O ápice da cumplicidade a que uma amizade poderia chegar: não era mais preciso falar.

***

Até que aconteceu: a vida.

***

O tempo jorra, se espalha ao mesmo tempo em que desvanece. Somos tragados, sempre. Começa com uma semana atribulada, mais compromissos que o normal, às vezes coincide de tudo se concentrar no mesmo período. A semana passa e surge uma viagem. Férias. Reuniões fora do estado. Um congresso em outro país.

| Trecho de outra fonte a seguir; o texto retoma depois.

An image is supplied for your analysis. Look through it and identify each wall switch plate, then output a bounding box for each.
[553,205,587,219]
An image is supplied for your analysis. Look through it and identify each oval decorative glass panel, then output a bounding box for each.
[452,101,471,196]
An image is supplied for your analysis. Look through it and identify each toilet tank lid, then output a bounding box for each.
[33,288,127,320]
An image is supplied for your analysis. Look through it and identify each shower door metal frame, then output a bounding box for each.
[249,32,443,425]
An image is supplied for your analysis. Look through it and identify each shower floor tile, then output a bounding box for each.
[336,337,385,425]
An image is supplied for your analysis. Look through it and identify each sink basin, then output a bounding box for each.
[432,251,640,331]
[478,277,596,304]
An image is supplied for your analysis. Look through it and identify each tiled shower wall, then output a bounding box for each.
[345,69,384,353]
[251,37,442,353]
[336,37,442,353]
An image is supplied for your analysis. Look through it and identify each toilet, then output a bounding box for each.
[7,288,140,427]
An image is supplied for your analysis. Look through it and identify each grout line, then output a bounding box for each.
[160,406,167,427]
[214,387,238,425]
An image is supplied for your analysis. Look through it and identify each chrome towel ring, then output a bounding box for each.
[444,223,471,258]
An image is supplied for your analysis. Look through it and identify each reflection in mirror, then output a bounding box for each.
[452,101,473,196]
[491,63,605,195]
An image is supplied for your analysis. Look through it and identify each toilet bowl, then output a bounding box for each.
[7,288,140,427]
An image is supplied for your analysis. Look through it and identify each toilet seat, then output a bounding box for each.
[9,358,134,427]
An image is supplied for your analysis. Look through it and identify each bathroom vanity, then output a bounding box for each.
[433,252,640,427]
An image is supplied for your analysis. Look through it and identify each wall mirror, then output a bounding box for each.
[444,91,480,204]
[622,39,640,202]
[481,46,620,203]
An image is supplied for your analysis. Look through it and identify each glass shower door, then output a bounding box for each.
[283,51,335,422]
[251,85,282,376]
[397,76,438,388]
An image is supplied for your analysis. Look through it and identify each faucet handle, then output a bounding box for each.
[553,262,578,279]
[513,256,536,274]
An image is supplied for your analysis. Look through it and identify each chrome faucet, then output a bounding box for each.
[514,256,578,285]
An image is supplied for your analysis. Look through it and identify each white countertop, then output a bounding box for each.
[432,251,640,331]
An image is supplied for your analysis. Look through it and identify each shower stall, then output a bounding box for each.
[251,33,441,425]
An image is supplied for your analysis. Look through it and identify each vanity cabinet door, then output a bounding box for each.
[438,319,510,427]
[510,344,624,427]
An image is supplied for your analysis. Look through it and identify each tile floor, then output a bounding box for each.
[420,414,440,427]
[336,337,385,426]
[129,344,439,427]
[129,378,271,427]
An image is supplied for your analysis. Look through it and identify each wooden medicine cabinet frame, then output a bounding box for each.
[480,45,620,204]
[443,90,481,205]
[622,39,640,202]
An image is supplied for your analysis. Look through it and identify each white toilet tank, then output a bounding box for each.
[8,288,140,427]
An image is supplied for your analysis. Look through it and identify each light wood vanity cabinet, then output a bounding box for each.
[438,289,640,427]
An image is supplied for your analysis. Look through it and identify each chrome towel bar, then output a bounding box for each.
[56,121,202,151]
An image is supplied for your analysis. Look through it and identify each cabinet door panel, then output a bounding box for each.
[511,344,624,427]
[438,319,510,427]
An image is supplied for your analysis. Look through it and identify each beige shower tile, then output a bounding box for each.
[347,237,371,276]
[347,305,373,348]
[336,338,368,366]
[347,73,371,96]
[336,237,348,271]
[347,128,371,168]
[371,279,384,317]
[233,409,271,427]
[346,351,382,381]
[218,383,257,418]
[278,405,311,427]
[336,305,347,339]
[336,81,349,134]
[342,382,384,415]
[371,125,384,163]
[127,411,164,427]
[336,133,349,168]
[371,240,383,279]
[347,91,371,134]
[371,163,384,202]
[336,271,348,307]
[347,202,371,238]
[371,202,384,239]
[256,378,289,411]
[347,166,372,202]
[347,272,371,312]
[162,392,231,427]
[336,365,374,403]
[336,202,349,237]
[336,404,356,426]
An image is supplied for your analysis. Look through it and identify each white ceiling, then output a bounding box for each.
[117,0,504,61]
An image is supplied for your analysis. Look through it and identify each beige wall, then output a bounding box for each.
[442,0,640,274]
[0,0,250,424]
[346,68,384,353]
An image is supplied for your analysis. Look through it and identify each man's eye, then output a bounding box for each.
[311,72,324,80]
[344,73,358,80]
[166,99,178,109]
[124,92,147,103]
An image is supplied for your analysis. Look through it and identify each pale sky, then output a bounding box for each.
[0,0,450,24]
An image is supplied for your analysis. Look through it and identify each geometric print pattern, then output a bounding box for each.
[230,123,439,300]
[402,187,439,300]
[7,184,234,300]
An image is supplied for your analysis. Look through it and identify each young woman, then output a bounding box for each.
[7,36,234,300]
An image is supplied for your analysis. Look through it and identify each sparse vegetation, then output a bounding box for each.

Estamos parados e o mundo gira. Damos um passo e giramos com ele. Abrimos os olhos, e aquela semana foi há dois anos. Colocamos em duas horas as conversas de um ano inteiro. Tu soube que vou me mudar? E a entrevista, como foi? Mais uma semana, mais um ano.

***

Ele passa por mim, levanta as sobrancelhas e sorri sem graça. Sem saber o que dizer. Sem saber me cumprimentar. O tempo. Correndo indiferente entre tentativas vãs de um desespero estúpido e unilateral. Quando não há mais nem perguntas nem respostas. Nos perdemos no instante em que perdemos as palavras.

Uma definição de dor: não é preciso dizer nada porque perdemos ao mesmo tempo a capacidade de dizer e a de não dizer.

Eram os desencontros da vida que, embora não caibam no coração, o alimentam imprescindivelmente.

Já há algum tempo, nada mais cabe aqui.